Gouzer’s resignation is the latest departure at the top of Christie’s ranks, leaving Gouzer’s co-chairman Alex Rotter—who joined from rival Sotheby’s in March 2017—to run the contemporary art department by himself. Other significant recent exits include European head of postwar and contemporary art Francis Outred and international director and specialist Koji Inoue.

Meanwhile, Sotheby’s has recently reshuffled its corner offices as well: COO Adam Chinn is due to depart at the end of the year after his role was eliminated. He will be replaced by two new hires: John Cahill as executive vice president and chief commercial officer and Ken Citron as executive vice president of operations and chief transformation officer.

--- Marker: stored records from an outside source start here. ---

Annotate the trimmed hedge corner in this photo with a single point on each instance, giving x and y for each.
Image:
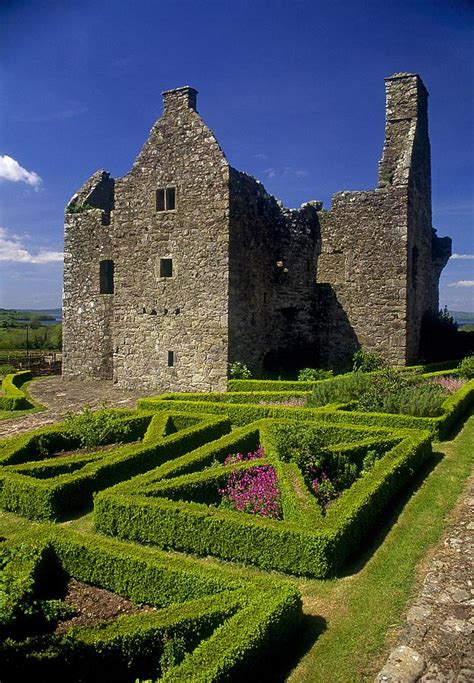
(14, 398)
(38, 486)
(173, 506)
(455, 407)
(204, 620)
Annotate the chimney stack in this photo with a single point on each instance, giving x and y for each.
(180, 97)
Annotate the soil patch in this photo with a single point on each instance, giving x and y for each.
(94, 605)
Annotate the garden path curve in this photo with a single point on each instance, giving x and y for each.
(60, 396)
(436, 643)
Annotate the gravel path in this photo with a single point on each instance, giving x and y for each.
(436, 643)
(59, 396)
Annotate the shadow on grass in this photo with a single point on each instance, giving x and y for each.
(279, 662)
(379, 532)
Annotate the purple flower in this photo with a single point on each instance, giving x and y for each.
(254, 490)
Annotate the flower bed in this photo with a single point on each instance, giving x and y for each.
(177, 505)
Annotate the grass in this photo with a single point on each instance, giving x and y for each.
(360, 610)
(350, 621)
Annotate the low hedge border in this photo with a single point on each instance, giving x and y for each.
(136, 511)
(57, 488)
(13, 397)
(238, 385)
(223, 622)
(455, 407)
(237, 396)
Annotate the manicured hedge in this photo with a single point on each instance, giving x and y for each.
(216, 623)
(455, 407)
(259, 397)
(14, 398)
(239, 414)
(40, 487)
(150, 509)
(238, 385)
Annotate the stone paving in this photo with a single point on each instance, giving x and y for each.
(60, 396)
(436, 643)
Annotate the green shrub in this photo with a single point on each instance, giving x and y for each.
(367, 361)
(239, 371)
(97, 428)
(312, 374)
(6, 370)
(14, 397)
(175, 506)
(393, 392)
(54, 488)
(466, 367)
(206, 619)
(340, 390)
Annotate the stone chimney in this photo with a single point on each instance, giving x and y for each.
(179, 98)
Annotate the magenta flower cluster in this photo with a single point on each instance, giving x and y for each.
(323, 488)
(254, 490)
(450, 383)
(242, 457)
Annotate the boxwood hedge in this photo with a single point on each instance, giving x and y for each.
(454, 408)
(173, 506)
(207, 623)
(13, 397)
(55, 488)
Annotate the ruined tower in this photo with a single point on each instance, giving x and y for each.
(185, 264)
(379, 268)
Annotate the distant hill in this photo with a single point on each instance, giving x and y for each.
(463, 318)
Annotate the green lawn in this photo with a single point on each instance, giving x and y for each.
(350, 621)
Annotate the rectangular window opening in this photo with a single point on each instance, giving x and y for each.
(170, 198)
(106, 277)
(166, 267)
(166, 199)
(160, 200)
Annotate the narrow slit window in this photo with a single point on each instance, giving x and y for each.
(106, 277)
(166, 199)
(160, 200)
(414, 267)
(166, 267)
(170, 198)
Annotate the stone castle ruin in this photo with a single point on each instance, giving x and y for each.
(185, 264)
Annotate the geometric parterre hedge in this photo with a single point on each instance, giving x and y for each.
(206, 624)
(243, 408)
(175, 506)
(38, 486)
(14, 398)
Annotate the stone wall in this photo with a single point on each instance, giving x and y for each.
(185, 313)
(361, 275)
(87, 314)
(250, 281)
(271, 275)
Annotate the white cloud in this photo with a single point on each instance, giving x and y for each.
(462, 283)
(11, 170)
(12, 249)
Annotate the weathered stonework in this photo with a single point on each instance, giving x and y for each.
(251, 280)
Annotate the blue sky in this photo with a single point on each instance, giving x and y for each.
(293, 91)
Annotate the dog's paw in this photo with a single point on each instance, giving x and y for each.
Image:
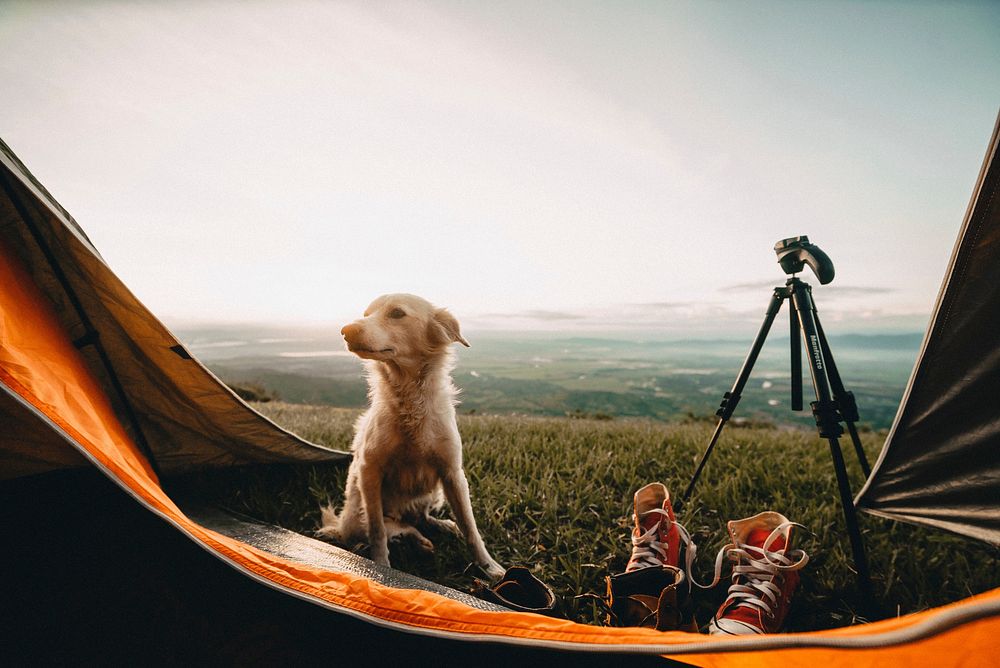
(444, 525)
(425, 545)
(380, 556)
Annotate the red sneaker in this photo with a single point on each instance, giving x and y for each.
(653, 590)
(656, 537)
(764, 575)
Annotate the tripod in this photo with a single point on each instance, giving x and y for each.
(833, 404)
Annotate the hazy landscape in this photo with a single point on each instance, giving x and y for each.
(607, 376)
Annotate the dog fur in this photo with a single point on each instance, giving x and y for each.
(407, 449)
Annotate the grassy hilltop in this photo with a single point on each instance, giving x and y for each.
(555, 494)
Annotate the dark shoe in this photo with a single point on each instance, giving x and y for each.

Gouzer began his career at a small gallery called Analix Forever in Geneva, where he showed Chinese art before many of his peers in the West. Later, he took a job at Sotheby’s, where he attracted notice of the higher-ups after convincing Outred (then at Sotheby’s) to include a number of Chinese works in an auction in 2006. As he rose in the ranks, he developed new collectors in Russia and brokered guarantees and other then-novel financing deals. But, as a 2016 New Yorker profile noted, Gouzer eventually clashed with Sotheby’s then-contemporary art chairman Tobias Meyer and took a competing offer at Christie’s.

An avid fan of spearfishing, Gouzer sits on the board of the conservation nonprofit Oceana and frequently collaborates with his famous friends to raise money for ecological initiatives. (A charity auction that he assembled with Leonardo DiCaprio in 2013 raised $38.8 million for a variety of conservation projects.) He also promotes his environmental pursuits, shows off coveted consignments, and puts out calls for works he’s hunting for on his widely followed Instagram account.

Christie’s Loïc Gouzer with the Jean-Michel Basquiat painting that sold to Yusaku Maezawa for $57 million in 2016. Photo: KENA BETANCUR/AFP/Getty Images

In an interview earlier this year with artnet News, Gouzer said he had become somewhat disillusioned with the way collecting has changed. “You have people who can literally pull the trigger on a $20 million or $30 million painting just by seeing an image on Instagram, and without asking further questions,” he said. “It’s interesting, socially, but sometimes I get a bit depressed about it. It’s sad that maybe only eight percent of the collectors today actually enjoy discussing art and asking questions.”

Many are already wondering where Gouzer will be headed after his non-compete ends. But as Gouzer told artnet this summer, “I always have trouble thinking more than six months ahead.”